La FINA vara nuove misure per gli atleti transgender
La FINA [Federation Internationale de Natation] ha annunciato domenica che vieterà a tutte le donne transgender che hanno sperimentato un qualsiasi stadio di pubertà maschile di gareggiare negli eventi femminili.
La decisione ha segnato un netto cambiamento nella politica di uno sport importante ed è stata accolta con favore dagli attivisti di lunga data, tra cui l’ex nuotatrice olimpica britannica Sharron Davies.
È stato chiesto ad altri sport di seguire l’esempio del nuoto e di abbandonare le politiche di eleggibilità basate sui limiti di testosterone; tuttavia, i gruppi di difesa LGBT hanno fortemente criticato la mossa della FINA.
Il gruppo Athlete Ally, con sede negli Stati Uniti, ha dichiarato che le restrizioni della FINA sono “discriminatorie, dannose, non scientifiche e non in linea con i principi del CIO [Comitato Olimpico Internazionale] del 2021″.
L’autorità del nuoto ha dichiarato che il regolamento è stato votato con una maggioranza del 71,5% dopo che i membri della commissione FINA hanno ascoltato un gruppo di atleti, un gruppo scientifico e medico e un gruppo legale e per i diritti umani.

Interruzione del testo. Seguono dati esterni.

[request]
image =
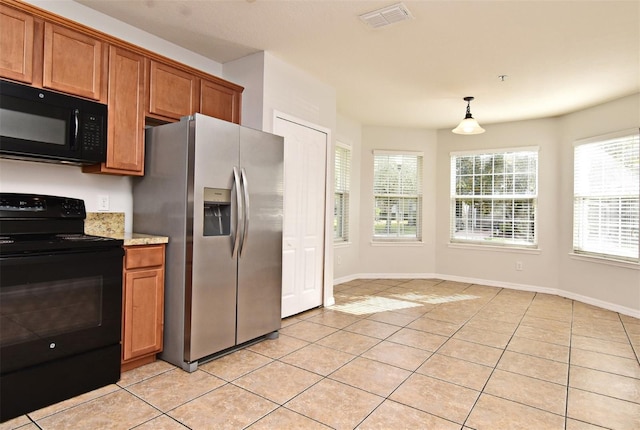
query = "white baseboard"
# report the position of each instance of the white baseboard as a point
(523, 287)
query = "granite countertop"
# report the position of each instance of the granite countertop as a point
(111, 224)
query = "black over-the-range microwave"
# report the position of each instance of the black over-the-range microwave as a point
(41, 125)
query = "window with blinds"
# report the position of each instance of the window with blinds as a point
(606, 196)
(494, 197)
(341, 192)
(397, 193)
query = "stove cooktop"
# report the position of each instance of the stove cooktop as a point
(39, 223)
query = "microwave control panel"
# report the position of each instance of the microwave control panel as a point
(92, 135)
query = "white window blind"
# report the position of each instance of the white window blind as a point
(606, 202)
(397, 191)
(494, 197)
(341, 191)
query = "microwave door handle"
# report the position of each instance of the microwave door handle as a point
(76, 127)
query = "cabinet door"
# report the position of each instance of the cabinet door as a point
(219, 101)
(142, 313)
(16, 45)
(72, 62)
(125, 147)
(172, 92)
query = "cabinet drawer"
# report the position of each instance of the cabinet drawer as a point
(143, 256)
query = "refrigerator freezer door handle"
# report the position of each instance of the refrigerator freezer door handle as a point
(245, 230)
(239, 212)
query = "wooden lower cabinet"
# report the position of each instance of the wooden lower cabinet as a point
(143, 304)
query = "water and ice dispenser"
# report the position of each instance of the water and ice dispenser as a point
(217, 212)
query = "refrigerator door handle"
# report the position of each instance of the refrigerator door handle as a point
(239, 212)
(245, 230)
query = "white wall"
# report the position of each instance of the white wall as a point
(66, 181)
(540, 268)
(294, 92)
(586, 279)
(249, 72)
(551, 268)
(388, 259)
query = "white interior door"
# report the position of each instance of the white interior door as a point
(305, 155)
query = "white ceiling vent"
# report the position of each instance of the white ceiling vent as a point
(386, 15)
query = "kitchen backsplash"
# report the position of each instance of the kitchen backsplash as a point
(104, 223)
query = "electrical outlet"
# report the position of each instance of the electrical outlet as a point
(103, 202)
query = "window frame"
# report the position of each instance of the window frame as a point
(342, 191)
(482, 240)
(417, 196)
(581, 201)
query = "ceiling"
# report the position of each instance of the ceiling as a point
(558, 56)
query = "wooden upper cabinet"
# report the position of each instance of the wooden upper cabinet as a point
(173, 93)
(125, 131)
(73, 62)
(219, 101)
(16, 45)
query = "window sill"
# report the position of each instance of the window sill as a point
(494, 248)
(603, 260)
(396, 243)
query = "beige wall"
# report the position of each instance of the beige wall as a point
(549, 269)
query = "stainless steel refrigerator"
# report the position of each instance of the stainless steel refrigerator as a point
(216, 189)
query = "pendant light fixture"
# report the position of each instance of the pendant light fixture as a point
(468, 125)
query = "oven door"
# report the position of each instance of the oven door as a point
(54, 305)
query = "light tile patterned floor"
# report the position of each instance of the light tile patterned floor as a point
(394, 354)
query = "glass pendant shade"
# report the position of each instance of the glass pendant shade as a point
(468, 125)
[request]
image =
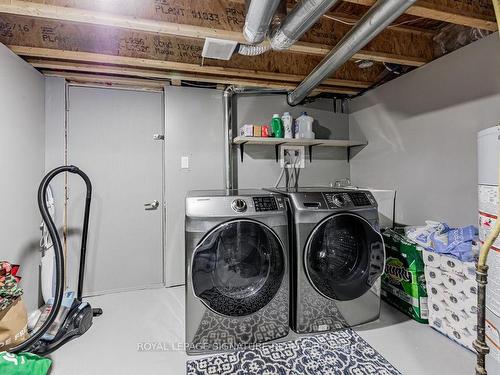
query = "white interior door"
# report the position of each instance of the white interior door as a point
(110, 137)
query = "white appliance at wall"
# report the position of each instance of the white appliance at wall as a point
(488, 156)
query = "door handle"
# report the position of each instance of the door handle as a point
(152, 206)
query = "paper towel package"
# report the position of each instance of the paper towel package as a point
(452, 291)
(403, 283)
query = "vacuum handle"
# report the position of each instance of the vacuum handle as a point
(58, 252)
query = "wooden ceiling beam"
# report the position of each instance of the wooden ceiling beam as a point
(466, 13)
(55, 67)
(378, 53)
(134, 62)
(175, 80)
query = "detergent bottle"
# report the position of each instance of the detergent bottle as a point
(304, 126)
(277, 126)
(287, 124)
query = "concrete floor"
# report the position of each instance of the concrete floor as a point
(133, 318)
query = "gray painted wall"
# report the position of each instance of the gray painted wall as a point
(194, 129)
(259, 168)
(22, 166)
(422, 133)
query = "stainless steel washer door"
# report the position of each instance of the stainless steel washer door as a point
(344, 256)
(238, 267)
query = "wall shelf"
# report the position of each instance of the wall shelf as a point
(276, 142)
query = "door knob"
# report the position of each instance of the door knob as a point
(152, 206)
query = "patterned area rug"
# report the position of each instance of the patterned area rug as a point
(341, 352)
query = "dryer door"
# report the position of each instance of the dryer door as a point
(344, 256)
(237, 268)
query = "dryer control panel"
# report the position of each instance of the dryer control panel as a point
(348, 199)
(269, 203)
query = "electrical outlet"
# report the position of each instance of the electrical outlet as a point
(292, 155)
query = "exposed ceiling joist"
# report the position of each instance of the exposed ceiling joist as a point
(336, 85)
(411, 48)
(66, 69)
(466, 13)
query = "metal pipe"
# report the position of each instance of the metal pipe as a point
(380, 15)
(258, 19)
(301, 18)
(480, 343)
(228, 136)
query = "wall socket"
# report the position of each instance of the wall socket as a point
(292, 154)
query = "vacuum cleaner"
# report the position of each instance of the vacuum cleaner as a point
(80, 315)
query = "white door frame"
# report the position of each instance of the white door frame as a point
(163, 178)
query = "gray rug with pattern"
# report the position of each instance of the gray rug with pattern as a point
(340, 352)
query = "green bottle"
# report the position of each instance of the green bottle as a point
(277, 126)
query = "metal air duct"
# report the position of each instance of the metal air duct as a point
(258, 19)
(380, 15)
(301, 18)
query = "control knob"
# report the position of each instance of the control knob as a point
(339, 201)
(239, 205)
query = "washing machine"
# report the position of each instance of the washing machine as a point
(237, 279)
(337, 258)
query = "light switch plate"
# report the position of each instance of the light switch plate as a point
(298, 155)
(185, 162)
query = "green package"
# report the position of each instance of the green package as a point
(23, 364)
(403, 283)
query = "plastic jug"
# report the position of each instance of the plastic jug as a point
(304, 126)
(277, 126)
(287, 124)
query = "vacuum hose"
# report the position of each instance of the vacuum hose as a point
(58, 252)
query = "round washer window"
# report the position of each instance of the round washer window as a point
(343, 257)
(238, 267)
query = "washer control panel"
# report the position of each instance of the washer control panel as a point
(349, 199)
(239, 205)
(268, 203)
(337, 200)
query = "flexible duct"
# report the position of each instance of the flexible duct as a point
(258, 19)
(301, 18)
(251, 50)
(380, 15)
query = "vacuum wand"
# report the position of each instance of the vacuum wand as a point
(58, 252)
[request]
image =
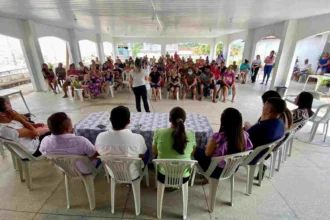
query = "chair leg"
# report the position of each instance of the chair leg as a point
(147, 175)
(113, 191)
(313, 132)
(213, 193)
(260, 173)
(273, 164)
(89, 185)
(232, 179)
(280, 158)
(2, 152)
(20, 169)
(26, 165)
(14, 161)
(136, 193)
(326, 131)
(67, 191)
(160, 195)
(192, 180)
(251, 177)
(185, 199)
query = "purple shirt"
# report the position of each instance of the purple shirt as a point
(222, 144)
(229, 78)
(69, 144)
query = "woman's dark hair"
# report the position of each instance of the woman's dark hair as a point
(58, 123)
(3, 104)
(305, 101)
(232, 126)
(269, 94)
(177, 118)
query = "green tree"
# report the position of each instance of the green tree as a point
(137, 47)
(219, 48)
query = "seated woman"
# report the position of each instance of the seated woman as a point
(154, 79)
(174, 82)
(16, 128)
(244, 69)
(49, 76)
(230, 139)
(228, 82)
(304, 101)
(71, 72)
(174, 142)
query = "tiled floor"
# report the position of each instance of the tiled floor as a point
(299, 191)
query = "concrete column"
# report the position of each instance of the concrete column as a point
(74, 47)
(33, 55)
(163, 49)
(285, 57)
(100, 48)
(212, 50)
(248, 46)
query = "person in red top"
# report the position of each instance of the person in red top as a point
(176, 57)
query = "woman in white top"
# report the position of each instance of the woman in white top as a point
(137, 81)
(256, 64)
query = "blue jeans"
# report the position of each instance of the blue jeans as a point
(267, 71)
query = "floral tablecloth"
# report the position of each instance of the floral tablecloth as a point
(144, 124)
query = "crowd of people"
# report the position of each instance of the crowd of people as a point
(174, 142)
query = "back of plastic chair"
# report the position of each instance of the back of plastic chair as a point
(174, 170)
(18, 150)
(325, 117)
(68, 164)
(232, 162)
(119, 167)
(259, 149)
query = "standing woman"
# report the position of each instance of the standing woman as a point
(256, 64)
(269, 63)
(244, 68)
(137, 81)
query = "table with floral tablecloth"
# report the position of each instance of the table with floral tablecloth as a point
(144, 124)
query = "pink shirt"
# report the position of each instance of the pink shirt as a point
(222, 144)
(69, 144)
(270, 60)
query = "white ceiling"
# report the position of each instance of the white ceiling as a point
(183, 18)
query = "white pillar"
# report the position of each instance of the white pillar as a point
(285, 57)
(163, 49)
(212, 50)
(33, 55)
(100, 48)
(74, 47)
(248, 46)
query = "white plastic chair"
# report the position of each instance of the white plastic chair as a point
(174, 171)
(68, 165)
(320, 120)
(232, 162)
(120, 173)
(22, 160)
(251, 168)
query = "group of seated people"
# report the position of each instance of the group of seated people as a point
(174, 142)
(94, 80)
(199, 78)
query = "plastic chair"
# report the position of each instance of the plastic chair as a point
(118, 169)
(68, 165)
(125, 76)
(320, 120)
(232, 162)
(251, 168)
(174, 171)
(22, 160)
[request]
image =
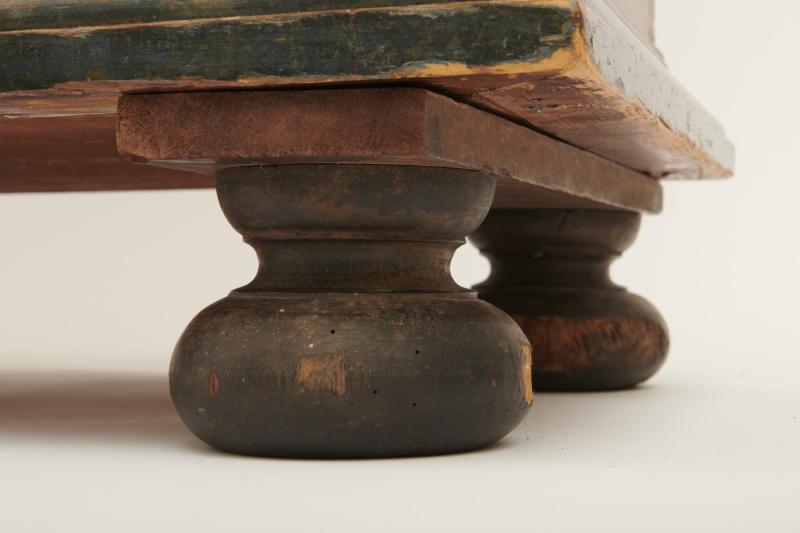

La Fina consentirà solo alle nuotatrici che hanno effettuato la transizione prima dei 12 anni, evento abbastanza raro, di competere in eventi femminili. La categoria «aperta» è pensata per atleti con genere diverso rispetto a quello di nascita: «Un primo passo verso la piena inclusione» afferma il presidente Fina, Husain Al-Musallam —. Stiamo provando a tutelare i diritti a competere ma anche l’equità. La creazione di una categoria aperta significherà che tutti avranno l’opportunità di competere a livello d’élite. Non è stato fatto prima, quindi Fina dovrà aprire la strada». La questione era sorta dopo il caso di Lia Thomas, che a marzo era diventata la prima transgender a vincere il campionato universitario Usa nei 500 yards stile libero.